Le Canton aurait perdu entre 500 millions et un milliard de francs, en conséquence de la sous-taxation de certains contribuables fortunés de 2009 à 2021. Assurant n'avoir été mis au courant de problèmes dans l'application du bouclier fiscal qu'en 2019, Pascal Broulis indique avoir porté l'information au Conseil d'Etat l'année suivante. «Il n’y a pas de poussière sous le tapis et je n’ai pas besoin de protection, a-t-il insisté dans les pages du journal dominical. Le bouclier fiscal n’a jamais été une échappatoire pour les contribuables. Il a toujours directement servi la solidité des finances vaudoises et participé à la diversité de ses revenus.»
L'enquête pénale ne lui fait pas peur, assure-t-il, certain de n'avoir exercé «aucune ingérence dans les dossiers des contribuables». Avant d'insister, en fin d'interview, sur l'utilité du bouclier pour éviter la confiscation fiscale.
La gauche accuse Pascal Broulis de «noyer le poisson»

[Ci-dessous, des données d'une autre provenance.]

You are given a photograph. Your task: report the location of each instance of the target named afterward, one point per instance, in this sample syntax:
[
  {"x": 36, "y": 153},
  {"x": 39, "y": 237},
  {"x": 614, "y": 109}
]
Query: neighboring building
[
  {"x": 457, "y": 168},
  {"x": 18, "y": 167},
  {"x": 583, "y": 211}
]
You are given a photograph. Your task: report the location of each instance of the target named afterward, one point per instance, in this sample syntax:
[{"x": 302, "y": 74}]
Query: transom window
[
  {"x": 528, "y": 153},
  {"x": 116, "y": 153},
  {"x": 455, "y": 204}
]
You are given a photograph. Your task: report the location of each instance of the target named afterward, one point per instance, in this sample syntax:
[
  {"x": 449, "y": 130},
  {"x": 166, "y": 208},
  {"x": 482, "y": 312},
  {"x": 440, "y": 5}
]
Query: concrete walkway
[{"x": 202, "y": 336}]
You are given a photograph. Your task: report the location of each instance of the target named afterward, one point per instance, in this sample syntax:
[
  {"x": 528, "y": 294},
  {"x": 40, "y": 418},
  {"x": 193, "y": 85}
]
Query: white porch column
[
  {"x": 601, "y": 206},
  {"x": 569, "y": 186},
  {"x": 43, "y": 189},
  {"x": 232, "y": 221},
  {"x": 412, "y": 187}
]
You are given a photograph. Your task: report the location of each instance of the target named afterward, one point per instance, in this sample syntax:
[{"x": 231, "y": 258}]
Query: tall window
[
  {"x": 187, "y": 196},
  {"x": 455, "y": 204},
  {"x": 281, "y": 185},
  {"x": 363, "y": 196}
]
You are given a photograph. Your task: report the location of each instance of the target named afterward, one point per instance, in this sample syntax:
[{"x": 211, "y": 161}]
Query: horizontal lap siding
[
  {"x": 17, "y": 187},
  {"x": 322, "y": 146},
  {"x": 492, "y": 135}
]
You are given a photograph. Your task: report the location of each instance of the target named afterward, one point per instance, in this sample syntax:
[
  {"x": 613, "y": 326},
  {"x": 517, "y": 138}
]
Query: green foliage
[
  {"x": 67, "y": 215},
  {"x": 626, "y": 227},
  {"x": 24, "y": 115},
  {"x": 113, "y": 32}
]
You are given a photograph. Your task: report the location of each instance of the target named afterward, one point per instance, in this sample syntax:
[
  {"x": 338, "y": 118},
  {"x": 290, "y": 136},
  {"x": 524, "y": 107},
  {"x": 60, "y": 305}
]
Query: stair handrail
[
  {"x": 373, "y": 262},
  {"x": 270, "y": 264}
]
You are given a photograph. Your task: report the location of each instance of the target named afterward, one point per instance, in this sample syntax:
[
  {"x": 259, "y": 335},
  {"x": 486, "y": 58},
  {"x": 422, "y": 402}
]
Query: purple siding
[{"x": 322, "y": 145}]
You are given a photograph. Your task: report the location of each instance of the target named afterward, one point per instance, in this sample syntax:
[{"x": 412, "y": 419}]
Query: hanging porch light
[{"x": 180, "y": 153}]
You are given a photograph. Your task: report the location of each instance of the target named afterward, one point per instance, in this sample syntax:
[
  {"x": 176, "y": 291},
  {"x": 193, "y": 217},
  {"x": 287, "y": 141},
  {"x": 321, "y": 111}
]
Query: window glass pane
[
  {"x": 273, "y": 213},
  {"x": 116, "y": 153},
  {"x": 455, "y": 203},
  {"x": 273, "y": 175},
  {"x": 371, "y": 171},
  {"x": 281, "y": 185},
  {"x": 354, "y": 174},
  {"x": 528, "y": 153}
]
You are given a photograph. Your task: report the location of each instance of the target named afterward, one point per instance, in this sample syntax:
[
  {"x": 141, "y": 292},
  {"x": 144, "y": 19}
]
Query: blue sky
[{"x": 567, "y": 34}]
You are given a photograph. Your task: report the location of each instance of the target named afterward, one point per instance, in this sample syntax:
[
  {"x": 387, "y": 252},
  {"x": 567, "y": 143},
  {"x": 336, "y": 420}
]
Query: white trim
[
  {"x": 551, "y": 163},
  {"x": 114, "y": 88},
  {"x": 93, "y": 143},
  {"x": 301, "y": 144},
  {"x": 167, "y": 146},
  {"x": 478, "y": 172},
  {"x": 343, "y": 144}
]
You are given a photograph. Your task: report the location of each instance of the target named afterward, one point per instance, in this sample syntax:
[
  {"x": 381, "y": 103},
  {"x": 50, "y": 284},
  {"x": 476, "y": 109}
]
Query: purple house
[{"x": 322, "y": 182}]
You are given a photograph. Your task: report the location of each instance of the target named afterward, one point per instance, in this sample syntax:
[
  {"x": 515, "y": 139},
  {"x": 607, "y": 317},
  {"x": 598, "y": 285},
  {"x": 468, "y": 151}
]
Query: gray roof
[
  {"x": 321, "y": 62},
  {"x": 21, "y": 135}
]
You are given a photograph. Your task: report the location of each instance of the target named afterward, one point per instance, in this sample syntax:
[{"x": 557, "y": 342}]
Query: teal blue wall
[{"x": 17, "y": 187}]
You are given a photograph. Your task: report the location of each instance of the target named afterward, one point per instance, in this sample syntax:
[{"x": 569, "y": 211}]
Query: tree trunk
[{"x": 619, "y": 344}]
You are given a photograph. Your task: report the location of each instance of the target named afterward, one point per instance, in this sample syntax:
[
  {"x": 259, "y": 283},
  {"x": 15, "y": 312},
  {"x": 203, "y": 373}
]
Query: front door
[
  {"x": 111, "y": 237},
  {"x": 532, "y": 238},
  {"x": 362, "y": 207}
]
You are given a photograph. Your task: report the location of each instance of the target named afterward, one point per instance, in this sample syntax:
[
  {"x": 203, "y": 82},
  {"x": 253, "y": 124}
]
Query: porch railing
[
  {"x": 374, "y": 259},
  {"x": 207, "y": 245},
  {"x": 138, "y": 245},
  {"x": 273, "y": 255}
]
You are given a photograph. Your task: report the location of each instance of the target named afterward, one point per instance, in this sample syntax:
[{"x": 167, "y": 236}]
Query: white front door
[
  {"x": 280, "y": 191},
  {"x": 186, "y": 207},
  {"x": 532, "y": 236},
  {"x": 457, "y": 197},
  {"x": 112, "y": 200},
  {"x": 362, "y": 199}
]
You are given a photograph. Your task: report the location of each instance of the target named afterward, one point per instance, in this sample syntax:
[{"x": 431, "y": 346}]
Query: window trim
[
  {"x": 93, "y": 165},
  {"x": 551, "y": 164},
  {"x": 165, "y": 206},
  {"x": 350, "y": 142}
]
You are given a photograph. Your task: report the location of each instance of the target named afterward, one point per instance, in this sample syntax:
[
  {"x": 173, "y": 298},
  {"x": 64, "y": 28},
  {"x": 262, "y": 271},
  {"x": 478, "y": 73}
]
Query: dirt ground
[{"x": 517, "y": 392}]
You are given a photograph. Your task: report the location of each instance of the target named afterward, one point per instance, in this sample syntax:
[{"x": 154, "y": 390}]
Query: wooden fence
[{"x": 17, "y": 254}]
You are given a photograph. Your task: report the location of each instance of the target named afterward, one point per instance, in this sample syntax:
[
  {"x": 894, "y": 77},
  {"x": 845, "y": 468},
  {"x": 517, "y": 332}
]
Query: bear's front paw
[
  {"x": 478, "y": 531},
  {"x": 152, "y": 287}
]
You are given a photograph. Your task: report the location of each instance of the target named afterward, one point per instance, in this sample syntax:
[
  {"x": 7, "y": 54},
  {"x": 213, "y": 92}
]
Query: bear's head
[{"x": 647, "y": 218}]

Or, du côté de la gauche, les propos de l'ancien grand argentier vaudois ne convainquent pas. Comme le rapporte «24 Heures», le député Hadrien Buclin (Ensemble à Gauche et POP), membre de la Commission des finances, estime en effet que le désormais conseiller aux Etats a un «sacré toupet» d'affirmer que le bouclier fiscal n'a pas profité à certaines fortunes: «Pascal Broulis passe aussi comme chat sur braise sur le fait que le parlement n’a pas été informé des enjeux lors de la modification votée en 2021», pointe-t-il notamment, auprès de nos confrères.
Même son de cloche pour Romain Pilloud, président du PS Vaud, qui accuse Pascal Broulis de «noyer le posson» dans l'interview accordée au «Matin Dimanche», en niant sa responsabilité personnelle dans l'affaire. «Nous ne sommes pas déçus par sa prise de parole, du fait que nous n’en attendions pas autre chose, déclare-t-il, toujours à '24 Heures'. En définitive, cela appelle à des investigations supplémentaires.»